Then I saw the hair falling from my own head matching the scorned tufts. So this was it. The beginning of the end.

I thought about having to get brown hair coloring, like the guy on the Grecian Formula commercial, who after dying his hair kept an unsmiling picture of himself with gray hair on the mantle for comparison purposes. Where was I going to get a picture like that? Did I have to get a mantle, too, or was it all right to put the picture on an end table? And how gradual was the hair re-browning process? Would my entire head turn an unnatural, Ronald Reagan copper-brown, and look like I was wearing some dimestore wig.

This past Friday I turned 38, and this and other concerns about aging have been bothering me. I've been having various troubles. I lost my right contact lens-the superpowered one-in Lake Michigan during my vacation. Driving home from the lake, my wife Barbara, as a vision test, asked me how many people were crossing in the sidewalk ten feet in front of four car. I said two, which was right, but I had no idea what sex they were. This with partial correction! If I hadn't had the one contact lens in I certainly wouldn't have known the number, and only guessed they were humans through their general shapes and that they were moving under their own power.

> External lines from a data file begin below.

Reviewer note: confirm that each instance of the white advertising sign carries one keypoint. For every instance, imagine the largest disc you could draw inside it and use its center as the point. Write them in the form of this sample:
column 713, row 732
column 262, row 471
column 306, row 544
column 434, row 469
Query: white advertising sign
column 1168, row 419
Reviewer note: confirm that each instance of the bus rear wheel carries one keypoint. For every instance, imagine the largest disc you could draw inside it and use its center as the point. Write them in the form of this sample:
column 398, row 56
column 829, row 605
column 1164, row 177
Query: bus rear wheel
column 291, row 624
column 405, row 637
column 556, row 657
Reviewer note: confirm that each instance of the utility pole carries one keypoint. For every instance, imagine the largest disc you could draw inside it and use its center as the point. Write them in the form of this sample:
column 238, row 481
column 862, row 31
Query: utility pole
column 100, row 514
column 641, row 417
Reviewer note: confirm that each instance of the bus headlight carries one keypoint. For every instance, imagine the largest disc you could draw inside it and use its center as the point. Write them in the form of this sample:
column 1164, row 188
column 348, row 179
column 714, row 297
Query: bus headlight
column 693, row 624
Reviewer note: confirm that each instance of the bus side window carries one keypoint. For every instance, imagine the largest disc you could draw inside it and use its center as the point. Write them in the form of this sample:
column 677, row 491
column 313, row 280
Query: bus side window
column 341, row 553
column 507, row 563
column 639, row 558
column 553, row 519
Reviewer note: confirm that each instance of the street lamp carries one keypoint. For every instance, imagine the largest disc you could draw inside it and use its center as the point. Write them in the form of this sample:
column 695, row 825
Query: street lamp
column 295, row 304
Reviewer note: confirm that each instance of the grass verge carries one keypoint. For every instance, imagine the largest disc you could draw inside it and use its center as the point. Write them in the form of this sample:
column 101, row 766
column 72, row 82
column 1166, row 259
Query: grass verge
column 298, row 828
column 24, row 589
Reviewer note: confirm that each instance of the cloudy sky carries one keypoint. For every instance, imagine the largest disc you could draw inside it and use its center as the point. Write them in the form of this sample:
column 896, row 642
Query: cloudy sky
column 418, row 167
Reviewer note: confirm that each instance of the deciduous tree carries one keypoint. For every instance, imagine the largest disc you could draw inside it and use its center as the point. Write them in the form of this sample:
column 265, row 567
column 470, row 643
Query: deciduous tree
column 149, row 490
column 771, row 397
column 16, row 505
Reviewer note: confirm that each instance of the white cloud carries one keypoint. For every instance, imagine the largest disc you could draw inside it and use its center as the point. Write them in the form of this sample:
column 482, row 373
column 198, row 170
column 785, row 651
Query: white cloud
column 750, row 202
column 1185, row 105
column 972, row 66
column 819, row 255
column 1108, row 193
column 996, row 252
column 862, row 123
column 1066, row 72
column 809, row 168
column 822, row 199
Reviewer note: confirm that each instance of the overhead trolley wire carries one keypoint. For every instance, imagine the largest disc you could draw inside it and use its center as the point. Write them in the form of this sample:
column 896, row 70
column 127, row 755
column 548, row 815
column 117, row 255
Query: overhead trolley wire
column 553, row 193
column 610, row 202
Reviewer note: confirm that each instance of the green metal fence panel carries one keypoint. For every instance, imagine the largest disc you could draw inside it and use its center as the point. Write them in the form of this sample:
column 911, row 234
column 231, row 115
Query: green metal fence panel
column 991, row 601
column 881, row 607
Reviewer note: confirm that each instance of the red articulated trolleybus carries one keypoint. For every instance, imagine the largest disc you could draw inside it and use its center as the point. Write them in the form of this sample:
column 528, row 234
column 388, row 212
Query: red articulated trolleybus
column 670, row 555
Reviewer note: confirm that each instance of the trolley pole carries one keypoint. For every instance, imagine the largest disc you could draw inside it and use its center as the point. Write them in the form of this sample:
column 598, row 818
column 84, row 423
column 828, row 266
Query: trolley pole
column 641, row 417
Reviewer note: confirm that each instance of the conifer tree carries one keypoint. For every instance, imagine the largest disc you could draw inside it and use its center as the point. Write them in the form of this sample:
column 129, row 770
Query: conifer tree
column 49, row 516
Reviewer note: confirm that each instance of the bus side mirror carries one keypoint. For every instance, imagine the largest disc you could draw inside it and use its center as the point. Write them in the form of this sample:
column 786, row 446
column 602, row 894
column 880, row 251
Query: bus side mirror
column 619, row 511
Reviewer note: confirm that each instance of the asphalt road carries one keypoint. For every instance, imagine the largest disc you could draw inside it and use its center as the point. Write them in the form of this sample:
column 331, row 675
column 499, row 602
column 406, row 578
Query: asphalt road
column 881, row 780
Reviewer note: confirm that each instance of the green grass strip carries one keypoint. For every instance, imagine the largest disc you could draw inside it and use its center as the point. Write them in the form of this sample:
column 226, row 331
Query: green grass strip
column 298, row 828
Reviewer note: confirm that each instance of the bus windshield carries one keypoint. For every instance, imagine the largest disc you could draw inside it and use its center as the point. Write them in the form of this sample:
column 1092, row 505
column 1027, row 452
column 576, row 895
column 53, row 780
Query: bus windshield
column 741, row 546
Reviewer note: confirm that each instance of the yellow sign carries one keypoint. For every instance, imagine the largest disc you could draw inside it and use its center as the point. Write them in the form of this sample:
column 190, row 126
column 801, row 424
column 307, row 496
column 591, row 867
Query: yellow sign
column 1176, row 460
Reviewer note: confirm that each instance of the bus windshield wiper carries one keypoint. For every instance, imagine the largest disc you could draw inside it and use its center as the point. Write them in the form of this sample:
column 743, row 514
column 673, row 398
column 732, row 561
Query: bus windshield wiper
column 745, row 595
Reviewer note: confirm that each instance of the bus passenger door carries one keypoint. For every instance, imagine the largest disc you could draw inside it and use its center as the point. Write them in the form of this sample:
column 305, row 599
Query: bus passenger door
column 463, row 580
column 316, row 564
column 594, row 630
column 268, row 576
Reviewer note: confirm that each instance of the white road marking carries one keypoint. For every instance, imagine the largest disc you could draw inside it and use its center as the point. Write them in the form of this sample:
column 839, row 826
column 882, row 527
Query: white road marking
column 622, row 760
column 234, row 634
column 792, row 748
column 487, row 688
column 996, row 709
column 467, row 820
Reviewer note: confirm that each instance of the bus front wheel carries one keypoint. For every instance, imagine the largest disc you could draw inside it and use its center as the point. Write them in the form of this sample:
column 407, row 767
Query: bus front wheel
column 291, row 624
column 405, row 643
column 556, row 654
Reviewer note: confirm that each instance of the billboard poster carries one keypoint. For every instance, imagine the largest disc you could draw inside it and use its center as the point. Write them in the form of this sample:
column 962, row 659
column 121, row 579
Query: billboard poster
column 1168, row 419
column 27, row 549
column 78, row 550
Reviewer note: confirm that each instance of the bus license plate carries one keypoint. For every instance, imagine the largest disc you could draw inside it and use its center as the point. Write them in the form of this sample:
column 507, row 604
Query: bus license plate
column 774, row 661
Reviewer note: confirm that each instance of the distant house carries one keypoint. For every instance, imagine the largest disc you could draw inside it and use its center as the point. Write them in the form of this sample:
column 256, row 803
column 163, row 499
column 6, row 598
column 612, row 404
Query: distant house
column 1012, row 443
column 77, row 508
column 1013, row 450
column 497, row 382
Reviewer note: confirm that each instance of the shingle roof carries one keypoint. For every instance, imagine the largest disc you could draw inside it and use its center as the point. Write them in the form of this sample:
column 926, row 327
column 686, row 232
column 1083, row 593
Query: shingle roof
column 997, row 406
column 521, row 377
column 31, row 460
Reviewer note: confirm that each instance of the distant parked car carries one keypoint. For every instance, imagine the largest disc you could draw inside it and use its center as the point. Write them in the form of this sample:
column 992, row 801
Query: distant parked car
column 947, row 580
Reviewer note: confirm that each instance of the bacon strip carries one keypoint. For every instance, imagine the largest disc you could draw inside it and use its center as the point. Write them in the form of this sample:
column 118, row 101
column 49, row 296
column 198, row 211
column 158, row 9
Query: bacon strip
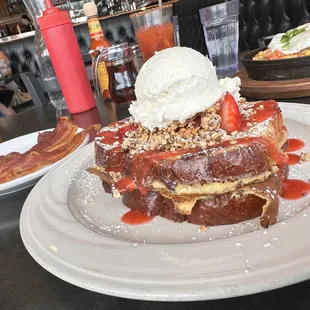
column 51, row 147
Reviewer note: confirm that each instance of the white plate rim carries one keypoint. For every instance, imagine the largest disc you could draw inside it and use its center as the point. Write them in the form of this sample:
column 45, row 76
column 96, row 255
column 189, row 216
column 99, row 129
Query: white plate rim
column 296, row 269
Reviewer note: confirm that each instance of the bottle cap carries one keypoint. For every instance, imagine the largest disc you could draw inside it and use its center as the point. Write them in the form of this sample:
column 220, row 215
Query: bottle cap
column 90, row 9
column 53, row 17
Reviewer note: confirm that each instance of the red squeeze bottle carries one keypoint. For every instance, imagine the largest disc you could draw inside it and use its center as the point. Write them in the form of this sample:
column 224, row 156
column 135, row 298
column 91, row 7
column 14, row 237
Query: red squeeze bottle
column 61, row 43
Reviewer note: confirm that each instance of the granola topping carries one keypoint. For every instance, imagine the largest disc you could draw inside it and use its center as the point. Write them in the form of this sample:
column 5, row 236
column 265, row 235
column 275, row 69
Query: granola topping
column 198, row 132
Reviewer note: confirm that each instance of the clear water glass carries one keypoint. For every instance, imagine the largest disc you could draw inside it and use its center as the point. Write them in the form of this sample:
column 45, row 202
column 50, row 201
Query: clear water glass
column 221, row 30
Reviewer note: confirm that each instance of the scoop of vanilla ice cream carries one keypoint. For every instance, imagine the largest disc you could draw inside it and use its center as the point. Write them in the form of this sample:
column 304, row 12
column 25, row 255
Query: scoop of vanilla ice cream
column 174, row 85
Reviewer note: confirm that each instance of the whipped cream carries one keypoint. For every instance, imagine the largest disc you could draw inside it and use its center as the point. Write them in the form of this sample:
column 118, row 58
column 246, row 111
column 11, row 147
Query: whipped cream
column 297, row 43
column 232, row 86
column 174, row 85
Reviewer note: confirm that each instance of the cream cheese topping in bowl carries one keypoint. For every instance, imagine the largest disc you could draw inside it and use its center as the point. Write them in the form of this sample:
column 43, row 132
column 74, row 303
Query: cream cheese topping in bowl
column 288, row 43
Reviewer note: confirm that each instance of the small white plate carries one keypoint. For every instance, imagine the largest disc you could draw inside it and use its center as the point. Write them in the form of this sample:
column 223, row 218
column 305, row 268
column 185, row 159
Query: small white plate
column 22, row 144
column 74, row 230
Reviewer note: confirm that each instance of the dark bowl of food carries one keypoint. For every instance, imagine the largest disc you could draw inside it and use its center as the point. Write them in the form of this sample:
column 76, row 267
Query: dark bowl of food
column 276, row 69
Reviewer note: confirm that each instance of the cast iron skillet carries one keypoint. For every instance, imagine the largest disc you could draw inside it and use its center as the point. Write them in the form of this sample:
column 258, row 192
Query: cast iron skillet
column 276, row 70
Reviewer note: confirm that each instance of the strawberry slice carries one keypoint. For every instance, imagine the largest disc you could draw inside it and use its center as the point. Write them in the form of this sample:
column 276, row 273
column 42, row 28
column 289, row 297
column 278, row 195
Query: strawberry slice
column 230, row 114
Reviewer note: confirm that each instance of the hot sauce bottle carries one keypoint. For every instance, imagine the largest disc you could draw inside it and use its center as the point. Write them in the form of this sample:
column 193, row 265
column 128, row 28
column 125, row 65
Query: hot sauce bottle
column 98, row 42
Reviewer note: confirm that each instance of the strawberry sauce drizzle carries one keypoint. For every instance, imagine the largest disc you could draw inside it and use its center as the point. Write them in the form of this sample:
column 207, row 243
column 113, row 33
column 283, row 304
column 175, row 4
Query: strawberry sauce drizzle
column 294, row 145
column 135, row 218
column 293, row 159
column 295, row 189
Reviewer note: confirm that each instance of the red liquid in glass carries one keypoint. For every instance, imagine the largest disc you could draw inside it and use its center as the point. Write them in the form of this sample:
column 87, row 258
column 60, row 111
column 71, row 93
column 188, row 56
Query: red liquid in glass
column 121, row 82
column 154, row 39
column 295, row 145
column 135, row 218
column 295, row 189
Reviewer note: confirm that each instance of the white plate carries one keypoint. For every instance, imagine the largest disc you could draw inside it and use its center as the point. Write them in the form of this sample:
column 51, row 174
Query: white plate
column 23, row 144
column 73, row 229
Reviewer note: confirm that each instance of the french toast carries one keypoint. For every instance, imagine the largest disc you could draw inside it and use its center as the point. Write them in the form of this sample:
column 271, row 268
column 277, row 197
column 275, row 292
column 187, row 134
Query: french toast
column 197, row 171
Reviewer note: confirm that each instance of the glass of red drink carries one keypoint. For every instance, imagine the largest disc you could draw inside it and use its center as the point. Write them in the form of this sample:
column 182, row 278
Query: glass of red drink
column 154, row 30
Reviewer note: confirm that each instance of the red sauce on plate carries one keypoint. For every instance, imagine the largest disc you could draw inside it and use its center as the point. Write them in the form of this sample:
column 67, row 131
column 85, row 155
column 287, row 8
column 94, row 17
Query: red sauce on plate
column 293, row 159
column 295, row 189
column 135, row 218
column 294, row 145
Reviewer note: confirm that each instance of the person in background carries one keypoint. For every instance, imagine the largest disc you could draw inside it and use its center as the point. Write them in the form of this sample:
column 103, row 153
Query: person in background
column 10, row 94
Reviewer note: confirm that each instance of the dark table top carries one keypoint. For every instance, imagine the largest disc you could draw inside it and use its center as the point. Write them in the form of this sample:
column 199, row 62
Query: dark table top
column 26, row 285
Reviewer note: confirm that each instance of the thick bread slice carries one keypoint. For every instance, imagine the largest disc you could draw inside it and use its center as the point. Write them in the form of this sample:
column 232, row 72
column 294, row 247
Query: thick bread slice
column 260, row 199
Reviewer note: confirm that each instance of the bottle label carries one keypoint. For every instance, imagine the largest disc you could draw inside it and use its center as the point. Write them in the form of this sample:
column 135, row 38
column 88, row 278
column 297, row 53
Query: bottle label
column 95, row 29
column 103, row 77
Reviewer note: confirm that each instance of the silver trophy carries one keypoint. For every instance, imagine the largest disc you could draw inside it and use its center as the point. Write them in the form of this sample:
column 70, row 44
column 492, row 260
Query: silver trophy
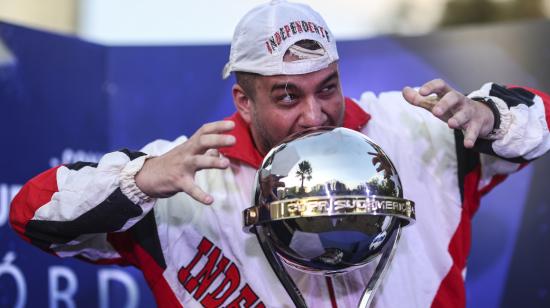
column 328, row 201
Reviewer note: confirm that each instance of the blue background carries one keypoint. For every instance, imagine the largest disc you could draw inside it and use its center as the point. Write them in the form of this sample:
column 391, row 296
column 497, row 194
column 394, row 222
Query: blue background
column 64, row 99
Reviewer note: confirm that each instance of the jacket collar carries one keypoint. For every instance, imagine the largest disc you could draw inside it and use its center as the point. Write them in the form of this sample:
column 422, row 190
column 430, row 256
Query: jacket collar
column 245, row 151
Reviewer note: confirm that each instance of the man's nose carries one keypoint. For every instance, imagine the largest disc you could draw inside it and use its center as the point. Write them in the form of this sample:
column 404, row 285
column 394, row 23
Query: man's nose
column 312, row 114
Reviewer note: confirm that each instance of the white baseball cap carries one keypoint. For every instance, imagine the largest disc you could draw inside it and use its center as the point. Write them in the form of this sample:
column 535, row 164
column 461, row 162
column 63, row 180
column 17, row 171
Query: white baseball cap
column 266, row 32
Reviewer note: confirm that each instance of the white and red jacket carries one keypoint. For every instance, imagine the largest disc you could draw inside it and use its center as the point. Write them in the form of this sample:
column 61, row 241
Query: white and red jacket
column 194, row 255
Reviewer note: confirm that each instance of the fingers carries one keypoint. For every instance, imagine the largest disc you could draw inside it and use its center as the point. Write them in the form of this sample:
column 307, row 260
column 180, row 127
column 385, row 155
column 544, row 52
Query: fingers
column 436, row 86
column 200, row 162
column 210, row 136
column 216, row 127
column 460, row 118
column 449, row 105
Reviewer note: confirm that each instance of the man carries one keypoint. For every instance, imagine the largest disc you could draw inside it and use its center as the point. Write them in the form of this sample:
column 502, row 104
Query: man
column 148, row 208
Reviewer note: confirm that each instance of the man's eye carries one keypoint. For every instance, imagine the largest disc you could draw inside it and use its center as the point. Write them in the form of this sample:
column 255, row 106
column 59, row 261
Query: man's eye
column 328, row 88
column 287, row 99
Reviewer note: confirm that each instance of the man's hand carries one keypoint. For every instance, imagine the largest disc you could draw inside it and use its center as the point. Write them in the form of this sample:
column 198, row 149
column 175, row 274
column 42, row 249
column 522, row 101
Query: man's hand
column 174, row 172
column 452, row 107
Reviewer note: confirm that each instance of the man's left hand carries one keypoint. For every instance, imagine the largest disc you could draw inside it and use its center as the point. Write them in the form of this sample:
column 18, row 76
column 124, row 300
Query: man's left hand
column 458, row 111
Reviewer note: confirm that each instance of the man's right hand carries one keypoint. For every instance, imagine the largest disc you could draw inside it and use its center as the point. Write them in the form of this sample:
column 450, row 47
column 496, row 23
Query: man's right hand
column 174, row 172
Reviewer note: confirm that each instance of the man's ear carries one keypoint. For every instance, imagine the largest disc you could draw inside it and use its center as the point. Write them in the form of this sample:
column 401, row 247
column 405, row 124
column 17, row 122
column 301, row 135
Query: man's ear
column 242, row 102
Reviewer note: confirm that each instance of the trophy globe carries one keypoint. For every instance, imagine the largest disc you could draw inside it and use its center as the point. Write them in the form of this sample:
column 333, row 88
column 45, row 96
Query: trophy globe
column 328, row 201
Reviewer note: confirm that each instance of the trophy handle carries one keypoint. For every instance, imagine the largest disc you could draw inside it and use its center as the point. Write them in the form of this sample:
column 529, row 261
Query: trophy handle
column 279, row 269
column 381, row 269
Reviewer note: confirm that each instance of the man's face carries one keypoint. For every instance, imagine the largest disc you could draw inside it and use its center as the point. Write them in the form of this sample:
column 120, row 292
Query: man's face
column 286, row 104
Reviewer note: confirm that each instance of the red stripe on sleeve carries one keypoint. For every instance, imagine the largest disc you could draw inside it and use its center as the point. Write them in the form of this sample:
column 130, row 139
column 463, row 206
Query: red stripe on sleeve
column 545, row 99
column 36, row 193
column 134, row 254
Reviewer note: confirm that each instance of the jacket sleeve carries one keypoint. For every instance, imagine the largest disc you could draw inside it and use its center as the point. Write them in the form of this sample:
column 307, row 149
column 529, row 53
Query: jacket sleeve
column 524, row 115
column 70, row 210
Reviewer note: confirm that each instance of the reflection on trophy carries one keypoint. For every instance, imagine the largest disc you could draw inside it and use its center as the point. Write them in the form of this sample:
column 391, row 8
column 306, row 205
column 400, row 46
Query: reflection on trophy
column 328, row 201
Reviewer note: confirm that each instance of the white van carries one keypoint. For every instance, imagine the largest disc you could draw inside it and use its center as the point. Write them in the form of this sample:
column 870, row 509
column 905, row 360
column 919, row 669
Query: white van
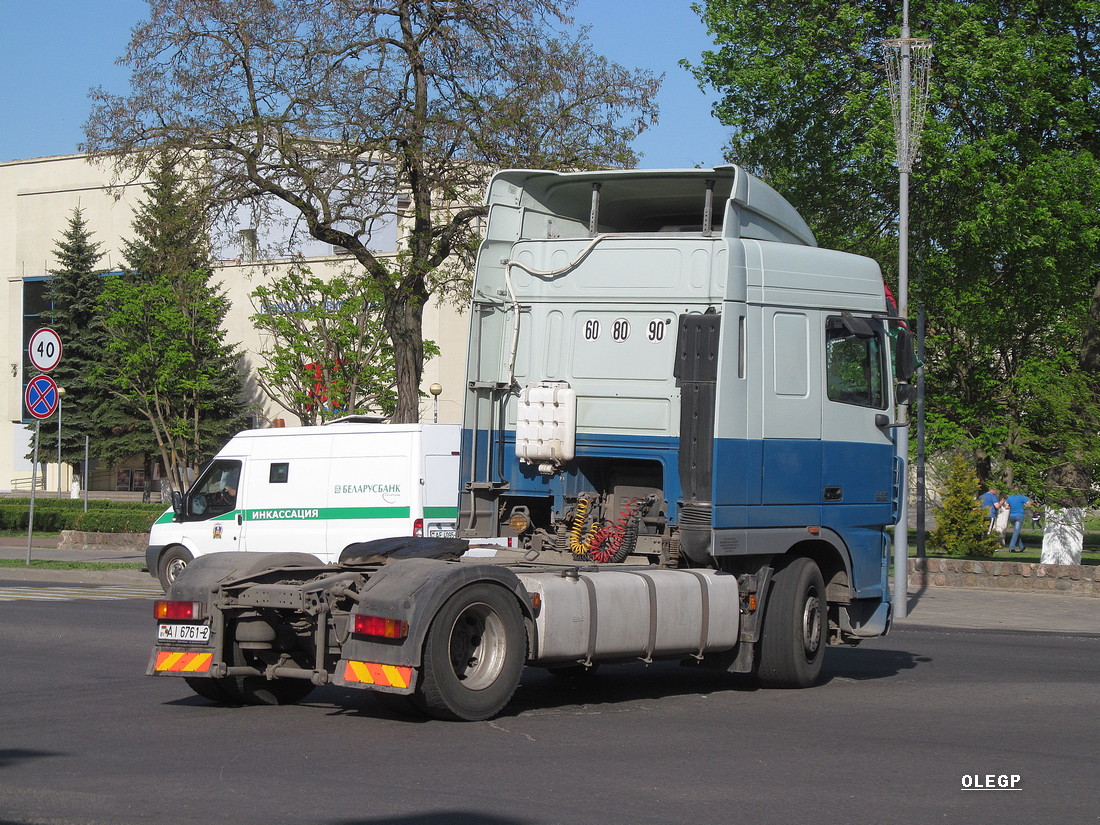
column 312, row 490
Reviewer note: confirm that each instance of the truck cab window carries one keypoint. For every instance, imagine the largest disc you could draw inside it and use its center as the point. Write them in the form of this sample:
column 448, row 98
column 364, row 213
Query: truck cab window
column 855, row 364
column 215, row 493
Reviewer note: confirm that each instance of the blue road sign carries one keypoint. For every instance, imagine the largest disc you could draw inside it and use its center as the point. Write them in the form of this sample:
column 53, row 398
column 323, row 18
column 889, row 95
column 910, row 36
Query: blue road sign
column 41, row 396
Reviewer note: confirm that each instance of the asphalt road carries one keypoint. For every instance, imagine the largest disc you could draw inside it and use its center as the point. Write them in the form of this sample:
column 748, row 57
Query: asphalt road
column 889, row 736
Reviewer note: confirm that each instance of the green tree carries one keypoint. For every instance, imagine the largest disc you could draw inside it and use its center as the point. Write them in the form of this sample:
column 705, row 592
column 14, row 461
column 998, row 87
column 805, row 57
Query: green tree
column 326, row 353
column 72, row 293
column 1005, row 238
column 166, row 351
column 961, row 526
column 356, row 116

Even with both my lenses in I've mistaken tree stumps and rocks for dogs and squirrels. I've said, "Hi, boy" to tree stumps with corrected vision. You think this is going to improve as I get older? I don't. I'm going to be walking into parked cars and wet cement and falling down hills.

I've got a tattered colon, too. I have to take four pills a day for it. It's not like I can skip a few, because then I can feel the colon acting up. I hear it groan. Do you think that's pleasant? It's not pleasant to go to a party either, and have a doctor you know tell you you should just have the colon taken out right away, because sooner or later you'll have to anyway. That was by far my worst party, when a doctor told me to have my colon removed. Later I went to my own doctor and told him what the other guy said, and he winced and said, "Not necessarily." And then he asked, "He told you that at a party? But that's the kind of stuff that happens when you age, I guess.

You say, "Well, even with your gray hair and lousy colon and terrible eyesight you have an I.R.A. to fall back on when you get old." Wrong. that's another concern I've got. I have no money for my retirement, or anything else for that matter. I've been using my money to live on, not socking it away. Are little things like buying books and CDs and not packing my lunch going to cost me in the end? What a terrible thing, to be living in a smelly shelter in your last years and know that you're there just because you went out to lunch too much in the '90s. They say Social Security is running out of dough, too. That's nice. I'll be living in a single room with a cot and a hot plate and a can of My-Tee-Fine baked beans for company. I'll be lurching around drunk and hollering somewhere with my pants falling down.

The way I figure it, if I take this somewhat negative view of the future now, it will make aging easier on me. I'll be so used to the idea of having no money or colon and being blind as a bat it won't seem so bad when it comes to pass. And if I end up with a little money and my colon and eyesight intact, imagine how relieved I'll be. You just have to know how to think about things.